The AWS ENI datapath is enabled by setting the following option:

  • ipam: eni Enables the ENI specific IPAM backend and indicates to the datapath that ENI IPs will be used.

  • enable-endpoint-routes: "true" enables direct routing to the ENI veth pairs without requiring to route via the cilium_host interface.

  • auto-create-cilium-node-resource: "true" enables the automatic creation of the CiliumNode custom resource with all required ENI parameters. It is possible to disable this and provide the custom resource manually.

  • egress-masquerade-interfaces: eth+ is the interface selector of all interfaces which are subject to masquerading. Masquerading can be disabled entirely with enable-ipv4-masquerade: "false".
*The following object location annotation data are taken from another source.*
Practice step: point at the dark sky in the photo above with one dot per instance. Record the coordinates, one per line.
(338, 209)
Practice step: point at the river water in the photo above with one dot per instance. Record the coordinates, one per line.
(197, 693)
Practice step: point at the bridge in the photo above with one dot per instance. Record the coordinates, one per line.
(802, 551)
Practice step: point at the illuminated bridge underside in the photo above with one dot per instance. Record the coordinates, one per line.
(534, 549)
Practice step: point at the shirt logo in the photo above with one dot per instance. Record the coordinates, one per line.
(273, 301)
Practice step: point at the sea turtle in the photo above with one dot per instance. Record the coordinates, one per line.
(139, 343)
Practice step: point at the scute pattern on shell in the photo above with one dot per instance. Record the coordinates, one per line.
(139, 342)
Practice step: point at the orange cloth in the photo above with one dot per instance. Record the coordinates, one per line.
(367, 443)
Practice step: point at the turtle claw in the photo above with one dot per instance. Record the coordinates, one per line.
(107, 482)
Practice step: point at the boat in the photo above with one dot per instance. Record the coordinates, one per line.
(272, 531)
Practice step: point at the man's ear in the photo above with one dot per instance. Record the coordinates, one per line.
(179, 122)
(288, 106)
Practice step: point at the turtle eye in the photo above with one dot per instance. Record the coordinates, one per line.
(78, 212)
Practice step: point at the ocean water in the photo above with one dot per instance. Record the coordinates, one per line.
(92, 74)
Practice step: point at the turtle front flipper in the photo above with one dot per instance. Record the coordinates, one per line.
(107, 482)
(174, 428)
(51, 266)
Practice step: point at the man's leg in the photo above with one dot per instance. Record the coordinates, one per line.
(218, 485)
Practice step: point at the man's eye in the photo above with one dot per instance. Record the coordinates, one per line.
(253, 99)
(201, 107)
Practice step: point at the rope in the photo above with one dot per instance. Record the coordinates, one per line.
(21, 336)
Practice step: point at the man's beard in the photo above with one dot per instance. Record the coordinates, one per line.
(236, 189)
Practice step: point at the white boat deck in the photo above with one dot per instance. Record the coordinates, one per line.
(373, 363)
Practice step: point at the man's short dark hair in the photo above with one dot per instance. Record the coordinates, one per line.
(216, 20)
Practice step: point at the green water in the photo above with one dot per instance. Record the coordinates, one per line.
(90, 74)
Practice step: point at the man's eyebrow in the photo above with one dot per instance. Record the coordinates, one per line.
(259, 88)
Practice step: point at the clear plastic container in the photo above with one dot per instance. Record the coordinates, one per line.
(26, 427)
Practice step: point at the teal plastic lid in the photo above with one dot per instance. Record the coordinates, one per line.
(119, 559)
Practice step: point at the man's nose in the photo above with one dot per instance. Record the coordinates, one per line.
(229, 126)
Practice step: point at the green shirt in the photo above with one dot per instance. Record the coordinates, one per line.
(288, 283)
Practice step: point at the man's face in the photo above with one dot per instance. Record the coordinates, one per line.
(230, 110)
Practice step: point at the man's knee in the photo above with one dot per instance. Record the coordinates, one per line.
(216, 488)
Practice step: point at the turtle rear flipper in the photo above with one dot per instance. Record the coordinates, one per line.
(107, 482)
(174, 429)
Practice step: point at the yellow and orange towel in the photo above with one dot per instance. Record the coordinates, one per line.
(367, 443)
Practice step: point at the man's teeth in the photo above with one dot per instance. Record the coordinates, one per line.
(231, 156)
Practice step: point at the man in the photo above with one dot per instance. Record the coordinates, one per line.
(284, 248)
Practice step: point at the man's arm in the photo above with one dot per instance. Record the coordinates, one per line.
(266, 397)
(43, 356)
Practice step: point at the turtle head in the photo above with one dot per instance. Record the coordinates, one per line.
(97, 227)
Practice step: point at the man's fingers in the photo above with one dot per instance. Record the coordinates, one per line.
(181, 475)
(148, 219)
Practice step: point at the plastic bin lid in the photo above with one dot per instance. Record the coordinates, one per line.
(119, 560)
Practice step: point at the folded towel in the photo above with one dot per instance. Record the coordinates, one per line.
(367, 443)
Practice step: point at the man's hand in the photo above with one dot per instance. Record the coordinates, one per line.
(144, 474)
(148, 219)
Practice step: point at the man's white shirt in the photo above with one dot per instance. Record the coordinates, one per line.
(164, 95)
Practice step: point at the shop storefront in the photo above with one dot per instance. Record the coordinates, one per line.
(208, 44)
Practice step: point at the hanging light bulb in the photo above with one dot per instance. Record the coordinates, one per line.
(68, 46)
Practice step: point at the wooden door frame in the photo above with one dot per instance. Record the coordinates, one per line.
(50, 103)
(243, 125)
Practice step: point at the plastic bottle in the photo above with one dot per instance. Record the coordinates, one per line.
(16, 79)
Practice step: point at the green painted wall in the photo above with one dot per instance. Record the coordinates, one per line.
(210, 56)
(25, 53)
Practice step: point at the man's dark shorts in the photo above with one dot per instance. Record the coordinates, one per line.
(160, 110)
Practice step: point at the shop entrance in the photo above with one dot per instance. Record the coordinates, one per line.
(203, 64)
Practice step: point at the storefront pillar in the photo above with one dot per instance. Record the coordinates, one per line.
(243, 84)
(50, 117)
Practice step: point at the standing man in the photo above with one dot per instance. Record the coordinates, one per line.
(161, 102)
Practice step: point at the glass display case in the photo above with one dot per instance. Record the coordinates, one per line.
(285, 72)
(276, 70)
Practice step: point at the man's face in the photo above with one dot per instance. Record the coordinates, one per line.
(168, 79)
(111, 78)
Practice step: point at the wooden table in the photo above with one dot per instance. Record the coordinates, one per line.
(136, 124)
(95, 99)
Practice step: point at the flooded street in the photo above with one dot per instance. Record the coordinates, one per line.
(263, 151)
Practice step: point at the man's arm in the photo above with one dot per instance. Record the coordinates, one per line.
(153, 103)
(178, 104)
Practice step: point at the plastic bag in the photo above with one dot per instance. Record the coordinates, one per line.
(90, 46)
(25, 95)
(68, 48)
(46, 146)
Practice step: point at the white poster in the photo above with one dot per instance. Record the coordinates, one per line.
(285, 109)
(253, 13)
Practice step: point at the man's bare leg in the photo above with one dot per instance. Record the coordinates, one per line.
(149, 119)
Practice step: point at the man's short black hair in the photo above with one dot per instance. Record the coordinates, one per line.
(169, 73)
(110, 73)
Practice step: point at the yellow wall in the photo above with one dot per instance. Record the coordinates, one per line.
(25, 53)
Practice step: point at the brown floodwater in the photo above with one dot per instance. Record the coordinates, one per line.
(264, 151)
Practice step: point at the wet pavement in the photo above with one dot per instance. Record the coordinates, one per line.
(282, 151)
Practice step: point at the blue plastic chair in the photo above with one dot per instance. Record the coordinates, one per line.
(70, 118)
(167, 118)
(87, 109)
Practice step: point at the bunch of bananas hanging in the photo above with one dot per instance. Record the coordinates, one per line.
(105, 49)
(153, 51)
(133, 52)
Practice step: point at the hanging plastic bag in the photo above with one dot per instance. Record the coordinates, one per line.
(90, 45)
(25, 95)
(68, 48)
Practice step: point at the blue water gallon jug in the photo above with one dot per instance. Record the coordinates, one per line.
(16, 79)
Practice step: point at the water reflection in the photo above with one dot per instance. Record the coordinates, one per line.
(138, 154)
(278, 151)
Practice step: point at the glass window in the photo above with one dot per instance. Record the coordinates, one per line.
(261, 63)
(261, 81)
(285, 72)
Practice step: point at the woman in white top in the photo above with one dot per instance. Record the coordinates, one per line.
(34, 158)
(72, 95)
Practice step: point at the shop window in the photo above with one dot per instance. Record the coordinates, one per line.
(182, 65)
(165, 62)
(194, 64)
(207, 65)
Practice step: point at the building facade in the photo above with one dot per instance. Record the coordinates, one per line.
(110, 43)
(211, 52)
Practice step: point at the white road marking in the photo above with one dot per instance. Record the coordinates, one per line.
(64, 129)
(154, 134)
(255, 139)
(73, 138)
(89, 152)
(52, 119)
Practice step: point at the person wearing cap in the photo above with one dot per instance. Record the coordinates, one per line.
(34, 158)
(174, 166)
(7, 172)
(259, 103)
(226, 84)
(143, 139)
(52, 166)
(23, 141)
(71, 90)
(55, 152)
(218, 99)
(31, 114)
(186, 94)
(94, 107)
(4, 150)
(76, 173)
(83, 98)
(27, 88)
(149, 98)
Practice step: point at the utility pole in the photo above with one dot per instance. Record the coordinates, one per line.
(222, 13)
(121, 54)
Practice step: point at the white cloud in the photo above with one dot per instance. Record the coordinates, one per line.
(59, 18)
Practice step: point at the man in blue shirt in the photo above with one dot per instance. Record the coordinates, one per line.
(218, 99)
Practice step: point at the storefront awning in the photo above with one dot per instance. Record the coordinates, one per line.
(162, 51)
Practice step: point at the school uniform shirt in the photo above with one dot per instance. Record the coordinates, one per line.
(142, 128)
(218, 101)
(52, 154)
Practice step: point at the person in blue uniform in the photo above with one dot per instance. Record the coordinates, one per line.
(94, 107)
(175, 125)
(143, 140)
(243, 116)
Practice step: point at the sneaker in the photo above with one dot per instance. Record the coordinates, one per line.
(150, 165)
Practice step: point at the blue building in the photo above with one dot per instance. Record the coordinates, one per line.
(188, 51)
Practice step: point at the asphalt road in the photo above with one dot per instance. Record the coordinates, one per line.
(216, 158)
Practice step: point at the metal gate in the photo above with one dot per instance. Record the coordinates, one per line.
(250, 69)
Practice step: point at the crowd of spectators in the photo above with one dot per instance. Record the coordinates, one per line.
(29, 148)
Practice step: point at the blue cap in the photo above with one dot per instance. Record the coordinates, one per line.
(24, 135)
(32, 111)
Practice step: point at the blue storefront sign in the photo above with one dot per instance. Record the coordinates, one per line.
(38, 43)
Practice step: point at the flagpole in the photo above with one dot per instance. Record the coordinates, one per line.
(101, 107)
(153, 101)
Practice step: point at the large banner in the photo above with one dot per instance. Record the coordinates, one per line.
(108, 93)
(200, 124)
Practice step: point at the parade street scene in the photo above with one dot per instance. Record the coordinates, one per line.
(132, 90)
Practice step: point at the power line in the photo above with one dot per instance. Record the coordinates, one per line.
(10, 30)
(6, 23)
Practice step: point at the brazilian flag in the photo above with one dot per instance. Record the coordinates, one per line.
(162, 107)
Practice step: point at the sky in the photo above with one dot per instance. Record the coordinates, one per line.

See the section AWS ENI for details on how to configure ENI IPAM specific parameters.

Google Cloud

When running Cilium on Google Cloud via either Google Kubernetes Engine (GKE) or self-managed, it is possible to utilize the Google Cloud’s networking layer with Cilium running in a Native-Routing configuration. This provides native networking performance while benefiting from many additional Cilium features such as policy enforcement, load-balancing with DSR, efficient NodePort/ExternalIP/HostPort implementation, extensive visibility features, and so on.

../../../_images/gke_datapath.png
Addressing

Cilium will assign IPs to pods out of the PodCIDR assigned to the specific Kubernetes node. By using Alias IP ranges, these IPs are natively routable on Google Cloud’s network without additional encapsulation or route distribution.

Masquerading

All traffic not staying with the ipv4-native-routing-cidr (defaults to the Cluster CIDR) will be masqueraded to the node’s IP address to become publicly routable.

Load-balancing

ClusterIP load-balancing will be performed using eBPF for all version of GKE. Starting with >= GKE v1.15 or when running a Linux kernel >= 4.19, all NodePort/ExternalIP/HostPort will be performed using a eBPF implementation as well.

Policy enforcement & visibility

All NetworkPolicy enforcement and visibility is provided using eBPF.

Configuration

The following configuration options must be set to run the datapath on GKE:

  • gke.enabled: true: Enables the Google Kubernetes Engine (GKE) datapath. Setting this to true will enable the following options:

    • ipam: kubernetes: Enable Kubernetes Host Scope IPAM

    • routing-mode: native: Enable native routing mode

    • enable-endpoint-routes: true: Enable per-endpoint routing on the node (automatically disables the local node route).

  • ipv4-native-routing-cidr: x.x.x.x/y: Set the CIDR in which native routing is supported.

See the getting started guide Cilium Quick Installation to install Cilium on Google Kubernetes Engine (GKE).